Geographically, the distribution of psychiatrists across the U.S. is uneven. According to AMN Healthcare, a health care staffing company, Massachusetts, Rhode Island, Vermont, Connecticut and New York have more than 15 psychiatrists per 100,000 people, while Wyoming, Texas, Iowa, Mississippi, Indiana, Nevada and Idaho have fewer than six. In Texas, about 200 of the 254 counties are designated as lacking enough psychiatrists.

The Department of Veterans Affairs is among many health providers struggling with a psychiatrist shortage.
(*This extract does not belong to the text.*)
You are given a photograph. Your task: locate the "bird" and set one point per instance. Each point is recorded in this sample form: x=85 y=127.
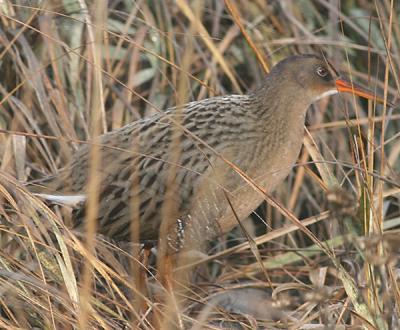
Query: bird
x=259 y=134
Last year, The Associated Press chronicled the story of Nick D’Amico, a troubled Army veteran in Texas who had difficulty finding a VA psychiatrist who could adjust his medication. According to his mother, he was told there would be a six-month wait for a teleconference with a VA psychiatrist in New Mexico; the appointment was still two months away when D’Amico killed himself by driving off a cliff.

Earlier this year, seeking to curb military suicides, Congress enacted a bill offering financial incentives to psychiatrists who agree to work for the VA. Broader bipartisan bills have recently been introduced in each chamber of Congress seeking to address the psychiatrist shortage as part of an overall strengthening of mental health care.

“We simply don’t have enough people who are professionally trained,” said Rep. Tim Murphy, a Pennsylvania Republican who remains active as a psychologist and is lead sponsor of the House bill. His measure would, among other steps, help child psychiatrists pay off their student loans and promote wider use of telepsychiatry.

The workforce shortage “is here to stay,” said Dr. Michael Flaum, a professor of psychiatry at the University of Iowa.

“We’re going to have to do business differently, and in my view that’s not a bad thing,” Flaum said. “The way it is now, people with the right insurance who happen to knock on the right door at the right time will get seen. They may not be the ones most in need.”